リリーでさえ、むっとした表情を作るような冗談とも本気とも取れないような一言を、しれっとした
顔で言ってのける辺り、相当したたかな人物なのかもしれない。
しかしながらテオの場合、自分がリリーの彼氏呼ばわりされた事の方が重大で、変なところで、再度
心臓がドキドキしてしまうという始末であった。
「ところで教官。わたし達、とてもとても空腹ですの。ご一緒して宜しいでしょうか?」
「同席は構わんが、これは全部おれのメシだ。欲しけりゃおばちゃんに言って作ってもらえ」
どうやらここブラード盗賊ギルド支部には、専任の調理担当が置かれているらしく、彼らが居る
この大部屋は、ギルドメンバー達の三食をまかなう大食堂らしかった。
リリーが隣接する厨房に、カウンター越しで軽い量の昼食をオーダーしている間、テオは目の前の、
端正な面持ちのザンビディスが、リリーに盗賊としての技術を教え込んだ人物であるという事実に、
何故か嫉妬心に近いような不思議な感情を抱いたのだが、その理由は自分でも分からない。
やがてリリーは、二人分の軽食をトレイに乗せて引き返してくると、ザンビディス教官は顔も向けず、
じっと手にした書類を凝視しながら、
「それで何の用だ?おまえが来る時と言ったら、何か教えてくださいしかなかろう」
「さすがよくご存知で・・・」
「よくご存知も何も、いつもそれしかないだろうが」

リリーは素直に、今回の一件に関してのおおよそのあらましを告げて、その調査に自分も乗り出す
運びになった旨を告げた。
相手は盗賊ギルドで世話役をも務める人物である。
情報通にして地獄耳の恩師に対し、隠し事など一切通用しない事を、リリーはよく心得ていた。
ザンビディス教官はと言うと、リリーの説明に耳だけを向ける一方で、右手で昼食を掴んでは口に
運び、左手で器用に書類の束をめくりながら、大きな判子で次々と押印していくという作業を続けた。

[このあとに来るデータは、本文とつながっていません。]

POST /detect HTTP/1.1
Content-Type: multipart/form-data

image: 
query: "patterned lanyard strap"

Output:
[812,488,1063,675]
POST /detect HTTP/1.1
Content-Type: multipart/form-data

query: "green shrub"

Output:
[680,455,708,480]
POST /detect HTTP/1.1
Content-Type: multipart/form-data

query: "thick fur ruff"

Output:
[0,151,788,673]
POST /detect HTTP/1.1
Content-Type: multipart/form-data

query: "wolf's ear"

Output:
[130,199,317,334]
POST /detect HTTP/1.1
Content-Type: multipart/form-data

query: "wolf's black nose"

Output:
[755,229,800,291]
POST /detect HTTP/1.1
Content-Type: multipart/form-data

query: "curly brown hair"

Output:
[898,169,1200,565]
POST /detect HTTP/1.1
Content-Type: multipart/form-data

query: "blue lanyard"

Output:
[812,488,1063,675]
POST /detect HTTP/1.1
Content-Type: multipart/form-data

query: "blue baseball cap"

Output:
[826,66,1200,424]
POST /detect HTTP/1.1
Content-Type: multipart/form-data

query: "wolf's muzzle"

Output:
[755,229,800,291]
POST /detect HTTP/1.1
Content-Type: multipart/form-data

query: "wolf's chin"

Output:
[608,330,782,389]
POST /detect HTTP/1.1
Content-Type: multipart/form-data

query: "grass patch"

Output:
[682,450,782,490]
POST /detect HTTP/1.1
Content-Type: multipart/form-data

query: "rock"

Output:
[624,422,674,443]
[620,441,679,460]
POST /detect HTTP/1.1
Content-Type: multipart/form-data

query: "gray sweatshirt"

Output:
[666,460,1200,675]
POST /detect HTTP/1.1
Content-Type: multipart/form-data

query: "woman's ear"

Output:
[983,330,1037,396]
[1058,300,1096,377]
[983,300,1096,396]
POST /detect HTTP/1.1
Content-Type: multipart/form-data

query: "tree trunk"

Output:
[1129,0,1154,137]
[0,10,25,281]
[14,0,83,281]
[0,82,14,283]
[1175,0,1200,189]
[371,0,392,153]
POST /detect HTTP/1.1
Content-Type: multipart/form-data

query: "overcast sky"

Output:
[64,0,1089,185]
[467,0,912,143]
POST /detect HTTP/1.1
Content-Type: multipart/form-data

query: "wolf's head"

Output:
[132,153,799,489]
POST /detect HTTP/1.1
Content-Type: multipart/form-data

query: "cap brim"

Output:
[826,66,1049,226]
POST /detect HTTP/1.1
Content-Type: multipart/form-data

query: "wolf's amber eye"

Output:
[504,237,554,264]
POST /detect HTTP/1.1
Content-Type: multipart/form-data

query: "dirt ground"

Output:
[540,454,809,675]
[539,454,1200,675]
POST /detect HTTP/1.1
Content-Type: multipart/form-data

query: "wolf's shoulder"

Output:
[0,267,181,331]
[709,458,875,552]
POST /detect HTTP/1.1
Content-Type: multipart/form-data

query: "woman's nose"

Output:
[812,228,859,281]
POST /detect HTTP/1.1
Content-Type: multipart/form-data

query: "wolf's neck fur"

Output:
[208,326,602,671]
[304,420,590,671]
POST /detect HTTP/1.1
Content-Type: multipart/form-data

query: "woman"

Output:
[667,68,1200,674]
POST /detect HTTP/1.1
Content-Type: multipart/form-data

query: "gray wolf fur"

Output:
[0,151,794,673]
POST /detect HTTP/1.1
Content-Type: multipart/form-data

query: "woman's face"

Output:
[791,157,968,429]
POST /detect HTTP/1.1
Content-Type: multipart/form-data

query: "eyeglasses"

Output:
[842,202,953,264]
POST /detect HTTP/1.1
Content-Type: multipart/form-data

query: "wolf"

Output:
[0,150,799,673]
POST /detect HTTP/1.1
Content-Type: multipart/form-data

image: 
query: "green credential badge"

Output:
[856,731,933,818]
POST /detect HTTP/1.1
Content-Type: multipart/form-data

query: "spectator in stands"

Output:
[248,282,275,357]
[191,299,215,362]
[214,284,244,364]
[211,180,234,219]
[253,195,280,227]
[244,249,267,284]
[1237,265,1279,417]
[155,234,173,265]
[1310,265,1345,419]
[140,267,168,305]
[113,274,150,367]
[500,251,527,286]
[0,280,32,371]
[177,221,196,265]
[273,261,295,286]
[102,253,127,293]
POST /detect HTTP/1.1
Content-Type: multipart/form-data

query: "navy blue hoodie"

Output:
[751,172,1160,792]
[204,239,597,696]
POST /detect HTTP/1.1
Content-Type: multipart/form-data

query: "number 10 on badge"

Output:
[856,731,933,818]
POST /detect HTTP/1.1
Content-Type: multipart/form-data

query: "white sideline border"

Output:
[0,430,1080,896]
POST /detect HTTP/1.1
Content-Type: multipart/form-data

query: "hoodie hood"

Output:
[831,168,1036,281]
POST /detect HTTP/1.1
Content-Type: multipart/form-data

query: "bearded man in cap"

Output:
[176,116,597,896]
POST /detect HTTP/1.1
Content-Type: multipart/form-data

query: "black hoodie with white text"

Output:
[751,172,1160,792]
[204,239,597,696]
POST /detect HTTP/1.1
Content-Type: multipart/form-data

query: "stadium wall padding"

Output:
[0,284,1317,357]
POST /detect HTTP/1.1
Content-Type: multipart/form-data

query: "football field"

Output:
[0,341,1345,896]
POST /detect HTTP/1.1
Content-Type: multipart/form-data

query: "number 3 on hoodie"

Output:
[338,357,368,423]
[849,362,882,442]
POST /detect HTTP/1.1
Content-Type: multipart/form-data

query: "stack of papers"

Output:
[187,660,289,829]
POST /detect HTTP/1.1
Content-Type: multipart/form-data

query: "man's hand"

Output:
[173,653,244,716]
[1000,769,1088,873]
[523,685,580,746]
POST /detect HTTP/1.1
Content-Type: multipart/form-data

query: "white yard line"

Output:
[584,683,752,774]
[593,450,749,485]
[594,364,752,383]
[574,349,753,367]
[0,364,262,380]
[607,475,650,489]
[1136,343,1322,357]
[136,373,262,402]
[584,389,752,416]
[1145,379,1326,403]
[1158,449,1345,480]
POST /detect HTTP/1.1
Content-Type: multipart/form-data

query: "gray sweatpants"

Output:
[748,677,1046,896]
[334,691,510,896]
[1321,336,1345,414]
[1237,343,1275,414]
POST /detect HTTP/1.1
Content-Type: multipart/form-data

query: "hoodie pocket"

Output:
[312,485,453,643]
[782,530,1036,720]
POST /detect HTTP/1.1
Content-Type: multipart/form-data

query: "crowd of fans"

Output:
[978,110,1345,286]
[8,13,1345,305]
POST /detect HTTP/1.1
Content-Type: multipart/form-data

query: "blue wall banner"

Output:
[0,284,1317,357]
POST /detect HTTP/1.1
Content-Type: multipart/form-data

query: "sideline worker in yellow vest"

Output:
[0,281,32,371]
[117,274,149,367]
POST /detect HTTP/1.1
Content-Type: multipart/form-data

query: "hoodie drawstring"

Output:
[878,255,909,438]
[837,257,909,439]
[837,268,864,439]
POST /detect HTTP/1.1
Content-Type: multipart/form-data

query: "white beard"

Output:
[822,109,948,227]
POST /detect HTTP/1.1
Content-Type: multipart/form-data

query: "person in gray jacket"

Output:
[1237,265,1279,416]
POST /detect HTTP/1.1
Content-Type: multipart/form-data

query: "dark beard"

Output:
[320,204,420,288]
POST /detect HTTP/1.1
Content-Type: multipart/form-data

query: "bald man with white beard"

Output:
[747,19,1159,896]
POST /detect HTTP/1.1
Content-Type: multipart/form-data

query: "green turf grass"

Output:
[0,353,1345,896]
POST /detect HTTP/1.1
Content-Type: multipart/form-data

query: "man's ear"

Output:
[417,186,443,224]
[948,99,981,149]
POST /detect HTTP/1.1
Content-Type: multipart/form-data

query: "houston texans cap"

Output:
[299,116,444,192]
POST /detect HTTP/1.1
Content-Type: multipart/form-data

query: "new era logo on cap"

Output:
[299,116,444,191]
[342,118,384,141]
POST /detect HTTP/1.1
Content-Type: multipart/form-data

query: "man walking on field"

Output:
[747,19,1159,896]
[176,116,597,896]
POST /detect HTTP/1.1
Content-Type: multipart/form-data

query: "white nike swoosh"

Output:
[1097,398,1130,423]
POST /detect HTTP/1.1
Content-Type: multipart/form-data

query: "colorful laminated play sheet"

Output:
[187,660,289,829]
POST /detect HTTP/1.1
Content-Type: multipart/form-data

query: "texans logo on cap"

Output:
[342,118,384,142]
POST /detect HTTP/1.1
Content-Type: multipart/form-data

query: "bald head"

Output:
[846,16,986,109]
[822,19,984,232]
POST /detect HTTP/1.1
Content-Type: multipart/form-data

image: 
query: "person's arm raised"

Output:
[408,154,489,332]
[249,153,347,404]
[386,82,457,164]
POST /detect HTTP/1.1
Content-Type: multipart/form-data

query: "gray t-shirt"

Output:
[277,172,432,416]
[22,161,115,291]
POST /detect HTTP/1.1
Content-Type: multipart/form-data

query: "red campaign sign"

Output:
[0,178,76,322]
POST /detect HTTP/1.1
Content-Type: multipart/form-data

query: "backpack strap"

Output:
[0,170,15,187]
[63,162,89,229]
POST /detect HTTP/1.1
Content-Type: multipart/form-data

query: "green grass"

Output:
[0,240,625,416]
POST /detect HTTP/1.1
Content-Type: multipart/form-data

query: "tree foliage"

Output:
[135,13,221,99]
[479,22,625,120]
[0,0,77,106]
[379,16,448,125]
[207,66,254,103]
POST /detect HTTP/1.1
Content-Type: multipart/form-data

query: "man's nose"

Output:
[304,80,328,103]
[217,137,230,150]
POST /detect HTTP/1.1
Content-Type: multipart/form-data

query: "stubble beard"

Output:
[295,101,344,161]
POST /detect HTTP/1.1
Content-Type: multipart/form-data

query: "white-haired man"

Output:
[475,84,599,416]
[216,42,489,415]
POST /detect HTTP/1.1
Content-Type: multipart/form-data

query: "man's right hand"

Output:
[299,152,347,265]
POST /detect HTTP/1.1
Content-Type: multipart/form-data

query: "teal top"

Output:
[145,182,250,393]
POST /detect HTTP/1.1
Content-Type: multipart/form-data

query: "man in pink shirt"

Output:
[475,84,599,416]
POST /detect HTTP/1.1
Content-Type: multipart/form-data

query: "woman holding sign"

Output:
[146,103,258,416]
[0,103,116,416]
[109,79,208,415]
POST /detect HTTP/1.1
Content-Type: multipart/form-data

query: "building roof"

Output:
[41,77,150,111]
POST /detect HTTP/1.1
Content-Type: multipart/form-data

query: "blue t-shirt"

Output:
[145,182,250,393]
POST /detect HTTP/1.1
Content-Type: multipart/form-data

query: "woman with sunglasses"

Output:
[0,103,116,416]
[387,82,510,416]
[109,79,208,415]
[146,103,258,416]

やがてリリーの説明が終わるか終わらないかというタイミングで、それまでただただじっとリリーの
絹のように繊細な声音に耳を傾けていただけのザンビディス教官が、彼女の言葉を半ば遮るようにして、
いきなり発言を開始した。
「この街の武術会は年に二回、春と秋に開催される事は知っての通りだ。開催者は街の冒険者の店の
  共催会合だが、憲兵隊も錬兵所を貸す関係で協賛している。当然裏では我がギルドも賭博対象として
  一枚噛んでいるが、それはお前も承知の筈だ。武術会自体の歴史は意外に古く、最初の開催は記録に
  残っている限りでは30年前だ。但し途中、断続的に開催と中止が相次いでいる事から、本格的に
  連年開催されるようになったのは10年ちょっと前辺りからだ。開催目的は冒険者の呼び込みだが、
  街の住民にエンターテイメントを提供し、また武術会を見物する為に他所からやってくる旅行者等が
  店や宿に落としていく銭も近年では非常に額が大きくなっている事から、経済効果を狙っての開催、
  というのが一番の目的だ。ここ数年に於ける武術会そのものには、問題点は一切見当たらないが、
  武術会後という時間的観点に目を向けると話は別だ。これはおまえも知らないだろうが、毎回の如く、
  必ず誰かが失踪している。尤も失踪時期はまちまちで、直後に居なくなる奴も居りゃしばらく時間を
  置いて消える奴も居る。共通点は全員男だが、それ以外は今のところ全くもって不明だ。ギルドでは
  参加者の名前素性はある程度掴んでいるが、プライバシー保護の為公開はしておりませんあしからず。
  誰が消えたか知りたけりゃてめぇの足でしっかり聞き込め横着すんな。あぁそれから退役提督はもう
  この辺の事情はかなり調べつくしてるらしいぞ。今朝問い合わせがあったからな。質問は項目毎に
  60字以内で簡潔に述べよ以上」
先ほど語りの水晶球に向けて、一気にまくし立てたように、今回も非常に早口で、それこそ怒涛の
如き勢いで喋りつくしたものだから、テオなどは全くついていけず、途中から頭痛を感じ始めるような
始末だった。
しかしリリーはさすがに師匠の性癖はよく理解しているらしく、彼が口を開き始めて以降は、全神経を
鼓膜に集中させ、一言一句聞き漏らす事無く、全てを丸暗記してしまった。
それから彼女はテオに振り向き、質問が無いかどうか促してみたが、しかしテオはまだ頭が回転しない。
「いや、えーと・・・実はまだ、全然整理出来てません」
我ながら、情けない反応しか出来ない自分にいささか嫌気がさしたものの、相手が悪過ぎた。

その頃、同様に武術会に関して調査を開始したルーシャオは、憲兵隊詰め所を訪問していた。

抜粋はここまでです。